We opened in October 2013.
Franchising allows me to run my own business and be my own boss with the support of an organization, in terms of marketing, process, procedures and compliance issues. It’s not as scary being a small business owner when you are working within a proven business model while enjoying the support of other franchise owners that have been successful. I love having other franchisees to confer with and share ideas. With Griswold Home Care, I am part of a team.
What were you doing before you became a franchise owner?
I was a stay-at-home mom with my two sons for four years.
Why did you choose this particular franchise?
Initially, I tried to search for franchises on the Internet, but soon became overwhelmed at the many possibilities. Then, I contacted franchise business consultant Jim Judy, from FranChoice. He showed me a variety of franchises that were a good match for my skill set. We chose Griswold Home Care for its proven business model, the great support provided by the franchisor and the fact that the company has been in business since 1982. Plus, I had seven years of experience working in healthcare, and since we were using money I inherited from my grandmother to purchase the franchise, doing something to help seniors seemed like an appropriate investment.
How much would you estimate you spent before you were officially open for business?
$153,000, total, which included $40,000 in working capital; $10,000 for furniture and computer/office set-up; $12,500 for initial advertising and marketing material; $2,500 for training; and $88,000 for the franchise fee covering two territories.

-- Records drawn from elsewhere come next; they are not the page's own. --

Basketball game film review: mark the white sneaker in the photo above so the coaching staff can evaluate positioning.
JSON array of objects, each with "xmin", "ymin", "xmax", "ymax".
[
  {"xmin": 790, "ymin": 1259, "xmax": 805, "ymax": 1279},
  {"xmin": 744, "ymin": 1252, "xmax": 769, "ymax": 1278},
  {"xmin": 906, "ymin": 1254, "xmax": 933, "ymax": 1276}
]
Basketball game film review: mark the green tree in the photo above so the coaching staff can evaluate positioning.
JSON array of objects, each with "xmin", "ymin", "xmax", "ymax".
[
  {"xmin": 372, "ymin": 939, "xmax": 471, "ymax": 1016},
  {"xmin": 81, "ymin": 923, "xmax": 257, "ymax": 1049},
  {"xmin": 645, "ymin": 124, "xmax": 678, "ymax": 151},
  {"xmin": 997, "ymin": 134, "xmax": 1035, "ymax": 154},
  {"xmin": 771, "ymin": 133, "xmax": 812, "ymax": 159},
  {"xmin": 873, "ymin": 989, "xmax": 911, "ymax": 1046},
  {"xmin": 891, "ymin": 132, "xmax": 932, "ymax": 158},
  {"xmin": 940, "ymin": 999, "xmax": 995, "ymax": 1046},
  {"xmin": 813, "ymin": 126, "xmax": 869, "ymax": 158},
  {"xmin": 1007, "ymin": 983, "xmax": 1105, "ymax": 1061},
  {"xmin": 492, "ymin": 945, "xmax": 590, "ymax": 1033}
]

Where did you get most of your advice/do most of your research?
I have friends that had been involved in franchising for some time. They suggested I work with a franchise consultant, which is how I ended up with Jim Judy. He did most of the research for me. We went through a discovery phase with three different franchises before selecting Griswold Home Care.
What were the most unexpected challenges of opening your franchise?
Both my father and grandfather were business owners, so I was prepared for the long hours that came with being an entrepreneur. However, the door-to-door sales calls were certainly challenging. It really does take time and patience. My husband taught me that if people liked me, that would be most of the battle. I had to learn how to "sell" myself.
What advice do you have for individuals who want to own their own franchise?
Make sure you choose a franchise with a terrific, proven model of success. Griswold Home Care offered exceptional franchisor support, along with access to the other franchisees for help. In many ways it feels like the security of an employer, with all the perks of being your own boss. [My advice is], when doing sales for your business, be persistent. I assumed people I’d spoken with once or twice before knew what my company was about, but with so many marketing messages bombarding them daily, they often needed refreshers.
Stand out with customers by doing the little things, like leaving a hand-written note if you miss them -- with what I call a “candy bump.” Everyone opens a card with a bump in it! Financially, have enough money to survive on with no profit for at least one-and-a-half years. You can’t count on making an immediate profit, and if you do, you’ll probably want to reinvest it in your business. Finally, if you find the process of searching for a franchise overwhelming, look into using a franchise consultant.
What’s next for you and your business?
My goal is to be the largest home care company in our territory. We are well on our way!